2012-12-14 07:14:10 -05:00
Jiri Denemark
b4f20d07e2 spec: Include lockd files in libvirt-daemon package 2012-12-14 11:59:37 +01:00
Jiri Denemark
2e59e1207a build: Install both qemu-lockd.conf and qemu-sanlock.conf
With sanlock enabled, only one of those files was installed.
2012-12-14 11:59:37 +01:00
Eric Blake
c0a8056ee2 build: use fewer cat processes
* src/Makefile.am (libvirt.syms): Let cat loop for us.
2012-12-13 15:45:40 -07:00
Ján Tomko
b28fb61fd7 selinux: fix NULL dereference in GetSecurityMountOptions
In the case of an OOM error in virDomainDefGetSecurityLabelDef, secdef
is set to NULL, then dereferenced while printing the debug message.
2012-12-13 15:41:44 -07:00
Jiri Denemark
912a4e9c06 build: Distribute more files 2012-12-13 23:17:34 +01:00
Jiri Denemark
809473ba6c locking: Fix VPATH build and distribute generated files 2012-12-13 23:17:34 +01:00
Laine Stump
d66eb78667 network: prevent dnsmasq from listening on localhost
This patch resolves the problem reported in:

   https://bugzilla.redhat.com/show_bug.cgi?id=886663

The source of the problem was the fix for CVE 2011-3411:

   https://bugzilla.redhat.com/show_bug.cgi?id=833033

which was originally committed upstream in commit
753ff83a50. That commit improperly
removed the "--except-interface lo" from dnsmasq commandlines when
--bind-dynamic was used (based on comments in the latter bug).

It turns out that the problem reported in the CVE could be eliminated
without removing "--except-interface lo", and removing it actually
caused each instance of dnsmasq to listen on localhost on port 53,
which created a new problem:

If another instance of dnsmasq using "bind-interfaces" (instead of
"bind-dynamic") had already been started (or if another instance
started later used "bind-dynamic"), this wouldn't have any immediately
visible ill effects, but if you tried to start another dnsmasq
instance using "bind-interfaces" *after* starting any libvirt
networks, the new dnsmasq would fail to start, because there was
already another process listening on port 53.

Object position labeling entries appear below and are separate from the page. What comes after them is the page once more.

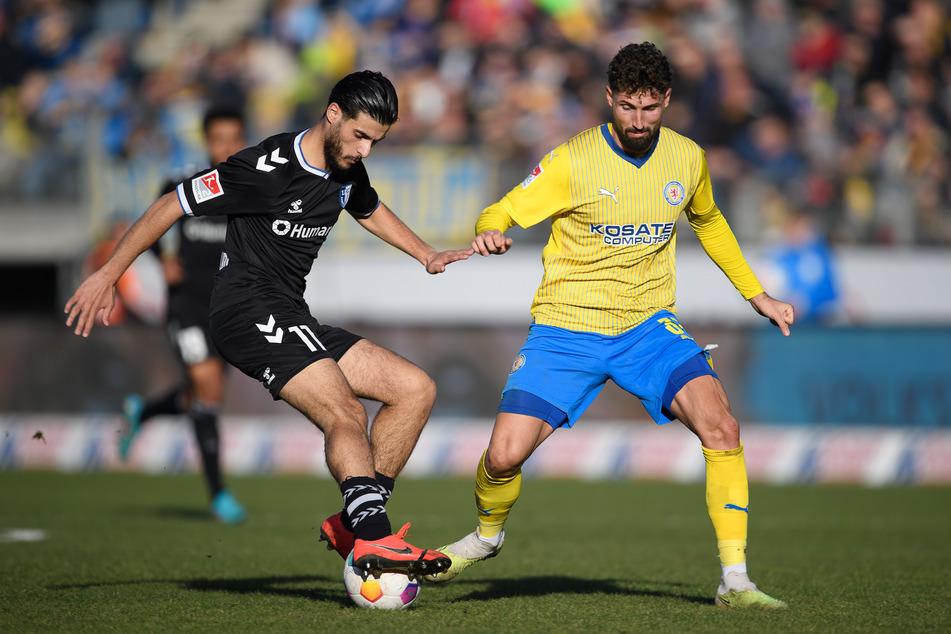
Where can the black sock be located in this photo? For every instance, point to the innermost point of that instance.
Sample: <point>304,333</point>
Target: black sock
<point>363,502</point>
<point>386,485</point>
<point>172,404</point>
<point>204,417</point>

(Subsequent to the CVE fix, another patch changed the network driver
to put dnsmasq options in a conf file rather than directly on the
dnsmasq commandline, but preserved the same options.)

This patch changes the network driver to *always* add
"except-interface=lo" to dnsmasq conf files, regardless of whether we use
bind-dynamic or bind-interfaces. This way no libvirt dnsmasq instances
are listening on localhost (and the CVE is still fixed).

The actual code change is miniscule, but must be propogated through all
of the test files as well.
2012-12-13 12:15:03 -05:00
Jiri Denemark
d0d3e92d0b build: Fix VPATH build
$(srcdir) is already part of $$file since commit f1f9a7ac7e.
2012-12-13 17:06:36 +01:00
Ján Tomko
8d0e7eb4c1 virsh: use vshReconnect for non-default connections too
For non-default connections (specified by the environment variable or
the command line option) we call virConnectOpenAuth without registering
the vshCatchDisconnect callback.

This calls vshReconnect instead which takes care of it.
2012-12-13 16:39:38 +01:00
Ján Tomko
d94b501b7b virsh: don't lie about reconnection in vshReconnect
Since we (ab)use vshReconnect for the default URI connection, if it
fails it might print 'Failed to reconnect to the hypervisor' even if we
were never connected before.

This changes it to only mention reconnection on the first try after
getting disconnected.
2012-12-13 16:39:38 +01:00
Daniel P. Berrange
64f0e145c1 Add support for locking based on SCSI volume ID 2012-12-13 15:26:58 +00:00
Daniel P. Berrange
565d040f43 Add support for locking based on LVM volume uuid 2012-12-13 15:26:58 +00:00
Daniel P. Berrange
f14fdae368 Add ability to maintain disk leases indirectly
The default lockd driver behavour is to acquire leases
directly on the disk files. This introduces an alternative
mode, where leases are acquire indirectly on a file that
is based on a SHA256 hash of the disk filename.

Signed-off-by: Daniel P. Berrange <berrange@redhat.com>
2012-12-13 15:26:57 +00:00
Daniel P. Berrange
eb8268a4f6 Add a virtlockd client as a lock driver impl
This adds a 'lockd' lock driver which is just a client which
talks to the lockd daemon to perform all locking. This will
be the default lock driver for any hypervisor which needs one.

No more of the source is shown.